MATATO separately asked the Maldives Airports Company Limited (MACL) to waive all charges and fees on counters and services provided by the main Velana International Airport for six months.
The association said the measures would “support the long-term sustenance of the industry” and ensure a future revenue stream for the state as well as the state-owned airport operator.
“As the travel market is led by the tourists and such an unprecedented level of drop in arrivals and cancellation of future bookings is creating unimaginable losses to the Maldives economy and many of our members are on the verge of bankruptcy without the appropriate support from various authorities,” the statement read.
The Maldives is preparing to reopen its borders to visitors in July.
The country’s tourism ministry has drafted and invited comments from industry stakeholders on its own guidelines on reopening the borders.

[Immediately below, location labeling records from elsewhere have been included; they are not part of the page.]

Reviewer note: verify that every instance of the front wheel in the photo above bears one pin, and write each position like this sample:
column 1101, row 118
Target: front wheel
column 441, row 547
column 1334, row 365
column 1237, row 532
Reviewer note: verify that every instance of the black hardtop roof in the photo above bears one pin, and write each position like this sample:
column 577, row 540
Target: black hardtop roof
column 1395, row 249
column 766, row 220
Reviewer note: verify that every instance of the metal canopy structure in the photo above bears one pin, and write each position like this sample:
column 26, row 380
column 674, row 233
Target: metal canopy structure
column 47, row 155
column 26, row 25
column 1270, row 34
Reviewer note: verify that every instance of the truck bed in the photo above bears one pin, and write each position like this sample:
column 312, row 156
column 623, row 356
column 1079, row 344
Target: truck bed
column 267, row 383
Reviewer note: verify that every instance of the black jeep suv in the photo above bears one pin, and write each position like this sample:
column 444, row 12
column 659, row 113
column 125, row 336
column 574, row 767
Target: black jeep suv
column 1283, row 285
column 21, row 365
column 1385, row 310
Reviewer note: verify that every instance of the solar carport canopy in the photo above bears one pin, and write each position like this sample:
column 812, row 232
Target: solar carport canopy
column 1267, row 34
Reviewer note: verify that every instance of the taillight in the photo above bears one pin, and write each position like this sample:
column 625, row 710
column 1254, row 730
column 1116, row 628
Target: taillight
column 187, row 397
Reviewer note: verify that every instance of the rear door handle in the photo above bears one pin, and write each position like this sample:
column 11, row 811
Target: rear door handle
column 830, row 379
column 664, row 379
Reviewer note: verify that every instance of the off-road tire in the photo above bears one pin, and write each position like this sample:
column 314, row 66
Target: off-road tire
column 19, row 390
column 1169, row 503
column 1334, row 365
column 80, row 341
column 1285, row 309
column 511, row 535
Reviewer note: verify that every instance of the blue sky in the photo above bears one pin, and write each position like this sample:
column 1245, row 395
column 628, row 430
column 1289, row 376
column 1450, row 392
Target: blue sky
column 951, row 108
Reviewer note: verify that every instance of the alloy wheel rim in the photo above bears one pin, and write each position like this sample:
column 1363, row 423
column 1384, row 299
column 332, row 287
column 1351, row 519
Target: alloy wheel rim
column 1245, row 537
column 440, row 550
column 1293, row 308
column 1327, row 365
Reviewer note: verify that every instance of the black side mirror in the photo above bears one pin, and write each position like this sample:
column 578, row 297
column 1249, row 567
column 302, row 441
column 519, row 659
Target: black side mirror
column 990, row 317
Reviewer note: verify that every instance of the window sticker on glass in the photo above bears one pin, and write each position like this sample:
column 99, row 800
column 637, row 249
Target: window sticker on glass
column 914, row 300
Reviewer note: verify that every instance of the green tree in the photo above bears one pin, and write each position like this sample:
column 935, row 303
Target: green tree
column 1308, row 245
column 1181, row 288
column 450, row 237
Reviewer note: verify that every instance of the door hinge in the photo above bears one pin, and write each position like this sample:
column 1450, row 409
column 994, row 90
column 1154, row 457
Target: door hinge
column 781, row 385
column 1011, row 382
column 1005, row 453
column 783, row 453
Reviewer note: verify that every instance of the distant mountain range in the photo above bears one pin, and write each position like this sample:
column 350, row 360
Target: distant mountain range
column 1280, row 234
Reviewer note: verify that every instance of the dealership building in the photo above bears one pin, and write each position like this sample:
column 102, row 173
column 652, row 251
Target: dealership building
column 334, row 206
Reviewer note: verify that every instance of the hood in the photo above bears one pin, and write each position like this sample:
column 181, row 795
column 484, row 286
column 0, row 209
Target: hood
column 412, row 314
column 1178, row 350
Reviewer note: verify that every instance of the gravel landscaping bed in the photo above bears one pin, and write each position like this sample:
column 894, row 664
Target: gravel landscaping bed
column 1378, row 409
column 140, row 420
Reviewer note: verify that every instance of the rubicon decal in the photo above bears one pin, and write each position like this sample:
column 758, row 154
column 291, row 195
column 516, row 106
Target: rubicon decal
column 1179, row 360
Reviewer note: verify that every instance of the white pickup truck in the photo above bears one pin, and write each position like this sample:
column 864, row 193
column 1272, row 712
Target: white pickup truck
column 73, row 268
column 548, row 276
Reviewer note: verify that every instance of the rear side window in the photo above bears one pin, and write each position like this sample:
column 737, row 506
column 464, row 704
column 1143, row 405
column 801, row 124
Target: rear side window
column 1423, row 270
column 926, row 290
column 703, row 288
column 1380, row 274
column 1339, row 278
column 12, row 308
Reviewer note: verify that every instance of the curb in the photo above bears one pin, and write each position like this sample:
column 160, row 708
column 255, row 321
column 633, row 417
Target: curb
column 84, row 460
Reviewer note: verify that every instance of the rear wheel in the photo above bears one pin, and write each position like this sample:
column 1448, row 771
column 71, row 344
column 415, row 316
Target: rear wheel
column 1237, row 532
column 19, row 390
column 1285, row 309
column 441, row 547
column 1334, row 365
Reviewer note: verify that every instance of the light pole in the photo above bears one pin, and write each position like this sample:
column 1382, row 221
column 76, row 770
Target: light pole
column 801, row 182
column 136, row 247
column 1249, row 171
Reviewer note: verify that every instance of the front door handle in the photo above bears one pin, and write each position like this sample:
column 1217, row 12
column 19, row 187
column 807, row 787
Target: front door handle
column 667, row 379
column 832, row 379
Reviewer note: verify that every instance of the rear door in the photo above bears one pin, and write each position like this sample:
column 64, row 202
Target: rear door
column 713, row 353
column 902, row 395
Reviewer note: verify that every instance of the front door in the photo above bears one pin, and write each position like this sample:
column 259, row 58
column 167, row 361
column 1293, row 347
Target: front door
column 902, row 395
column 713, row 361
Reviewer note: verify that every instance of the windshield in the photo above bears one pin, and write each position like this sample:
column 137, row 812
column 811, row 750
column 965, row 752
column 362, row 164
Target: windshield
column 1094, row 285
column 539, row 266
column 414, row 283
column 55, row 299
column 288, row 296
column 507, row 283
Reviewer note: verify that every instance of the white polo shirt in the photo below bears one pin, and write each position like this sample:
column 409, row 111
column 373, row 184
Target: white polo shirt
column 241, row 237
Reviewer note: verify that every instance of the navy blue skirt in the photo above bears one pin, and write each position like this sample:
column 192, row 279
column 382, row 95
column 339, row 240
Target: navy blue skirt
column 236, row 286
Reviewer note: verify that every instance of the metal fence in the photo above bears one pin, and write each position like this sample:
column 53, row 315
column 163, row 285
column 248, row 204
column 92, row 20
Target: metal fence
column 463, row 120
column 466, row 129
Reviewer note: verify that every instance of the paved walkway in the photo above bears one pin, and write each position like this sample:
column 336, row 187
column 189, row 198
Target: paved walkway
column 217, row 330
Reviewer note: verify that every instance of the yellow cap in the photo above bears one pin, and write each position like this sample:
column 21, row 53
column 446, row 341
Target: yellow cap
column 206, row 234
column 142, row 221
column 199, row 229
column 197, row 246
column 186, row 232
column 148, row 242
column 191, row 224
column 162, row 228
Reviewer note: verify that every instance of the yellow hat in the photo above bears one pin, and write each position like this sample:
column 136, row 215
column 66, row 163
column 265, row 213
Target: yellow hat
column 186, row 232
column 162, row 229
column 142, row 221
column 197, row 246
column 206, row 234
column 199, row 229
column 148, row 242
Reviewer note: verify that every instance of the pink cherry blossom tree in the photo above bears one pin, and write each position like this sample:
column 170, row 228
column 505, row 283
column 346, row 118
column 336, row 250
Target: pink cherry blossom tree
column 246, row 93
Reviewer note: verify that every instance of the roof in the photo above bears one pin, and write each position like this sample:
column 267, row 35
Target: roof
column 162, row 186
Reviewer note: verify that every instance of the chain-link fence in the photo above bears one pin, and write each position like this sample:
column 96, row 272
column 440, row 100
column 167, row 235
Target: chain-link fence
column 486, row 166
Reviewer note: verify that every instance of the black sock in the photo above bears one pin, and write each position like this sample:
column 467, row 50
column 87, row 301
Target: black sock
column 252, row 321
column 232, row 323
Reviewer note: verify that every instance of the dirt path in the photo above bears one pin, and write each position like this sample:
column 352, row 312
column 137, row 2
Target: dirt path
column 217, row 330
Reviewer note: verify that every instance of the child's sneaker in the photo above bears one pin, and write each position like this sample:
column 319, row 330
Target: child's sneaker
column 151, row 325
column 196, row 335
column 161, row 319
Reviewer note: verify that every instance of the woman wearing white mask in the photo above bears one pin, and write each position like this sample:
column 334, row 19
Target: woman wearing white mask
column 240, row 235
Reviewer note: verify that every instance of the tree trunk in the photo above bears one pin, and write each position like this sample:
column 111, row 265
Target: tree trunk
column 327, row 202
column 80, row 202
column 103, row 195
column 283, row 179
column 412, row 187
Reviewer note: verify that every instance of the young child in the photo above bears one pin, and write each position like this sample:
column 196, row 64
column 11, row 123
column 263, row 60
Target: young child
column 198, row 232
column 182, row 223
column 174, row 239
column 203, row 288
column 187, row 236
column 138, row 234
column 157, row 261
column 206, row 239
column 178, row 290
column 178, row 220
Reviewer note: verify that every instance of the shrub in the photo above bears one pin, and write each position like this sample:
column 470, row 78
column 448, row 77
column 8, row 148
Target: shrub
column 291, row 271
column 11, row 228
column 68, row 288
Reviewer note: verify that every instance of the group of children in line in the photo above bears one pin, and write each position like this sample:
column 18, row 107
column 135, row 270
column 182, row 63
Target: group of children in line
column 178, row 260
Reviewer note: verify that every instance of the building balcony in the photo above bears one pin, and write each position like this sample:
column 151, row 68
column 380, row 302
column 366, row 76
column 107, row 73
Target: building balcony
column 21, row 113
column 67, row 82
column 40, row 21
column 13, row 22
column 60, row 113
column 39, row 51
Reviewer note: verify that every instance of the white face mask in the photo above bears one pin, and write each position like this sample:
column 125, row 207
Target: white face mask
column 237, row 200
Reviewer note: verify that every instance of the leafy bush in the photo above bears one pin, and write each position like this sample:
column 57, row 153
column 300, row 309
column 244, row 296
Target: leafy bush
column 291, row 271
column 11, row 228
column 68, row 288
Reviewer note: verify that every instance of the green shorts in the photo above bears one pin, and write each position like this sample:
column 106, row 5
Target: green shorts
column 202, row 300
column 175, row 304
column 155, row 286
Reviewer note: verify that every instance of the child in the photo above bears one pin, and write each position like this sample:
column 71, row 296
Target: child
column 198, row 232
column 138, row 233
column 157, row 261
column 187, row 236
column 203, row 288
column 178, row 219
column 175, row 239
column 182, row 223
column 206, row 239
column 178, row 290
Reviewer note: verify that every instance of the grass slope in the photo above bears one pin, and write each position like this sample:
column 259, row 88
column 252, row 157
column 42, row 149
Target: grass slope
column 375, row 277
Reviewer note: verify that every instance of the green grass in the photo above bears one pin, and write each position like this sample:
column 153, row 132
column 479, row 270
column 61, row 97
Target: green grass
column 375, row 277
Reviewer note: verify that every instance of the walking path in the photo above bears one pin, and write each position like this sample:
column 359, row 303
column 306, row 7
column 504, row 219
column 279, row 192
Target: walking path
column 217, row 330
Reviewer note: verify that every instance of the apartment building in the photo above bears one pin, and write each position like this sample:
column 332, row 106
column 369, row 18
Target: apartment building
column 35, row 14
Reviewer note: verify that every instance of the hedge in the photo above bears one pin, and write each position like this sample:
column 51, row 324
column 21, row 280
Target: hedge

The coronavirus outbreak has hit the Maldivian economy hard, as travel restrictions and other preventive measures affect the country’s lucrative tourism industry, which contributes the bulk of the island nation’s state revenue and foreign reserves.
All international airlines have suspended scheduled operations to the Maldives, as the island nation enforced a blanket suspension of on-arrival visa in late March in a bid to combat the spread of the novel coronavirus.
Cruise ships and foreign yachts were also banned from docking at any of the country’s ports.
Before the pandemic, the government had been bullish about tourism prospects, targeting two million, high-spending holidaymakers this year after last year’s record 1.7 million.
However, tourist arrivals saw a year-over-year decline of 22.8 per cent in the first 10 days of March. Officials say the number of tourist arrivals to the Maldives could drop by half in 2020.
With arrival numbers falling and the visa suspension in effect, several resorts across the Maldives had been closed.
Tourism has been the bedrock of the Maldives’ economic success. The $5 billion-dollar economy grew by 6.7 per cent in 2018 with tourism generating 60 per cent of foreign income.
However, the government is at present projecting a possible 13 per cent economic contraction this year — an estimated $778 million hit.
On March 8, Maldives reported its first cases of the novel coronavirus, as two hotel employees tested positive for Covid-19 at a luxury resort in the archipelago.
Eighteen more cases — all foreigners working or staying resorts and liveaboard vessels except five Maldivians who had returned from abroad — were later identified.
A six-case cluster of locals, detected in capital Male on April 15, confirmed community transmission of the coronavirus. Several more clusters have since been identified, bringing the total number of confirmed case in the Maldives to 2,013.
Eight deaths have been reported and 1,217 have made full recoveries.
The Maldives announced a state of public health emergency on March 12, the first such declaration under a recent public health protection law.
The public health emergency declaration has allowed the government to introduce a series of unprecedented restrictive and social distancing measures, including stay-at-home orders in capital Male and its suburbs, a ban on inter-island transport and public gatherings across the country, and a nationwide closing of government offices, schools, colleges and universities.
Non-essential services and public places in the capital such as gyms, cinemas and parks have also been shut.
Restaurants and cafes in the capital have been asked to stop dine-in service and switch to takeaway and delivery.
A nationwide shutdown of all guesthouses, city hotels and spa facilities located on inhabited islands is also in effect.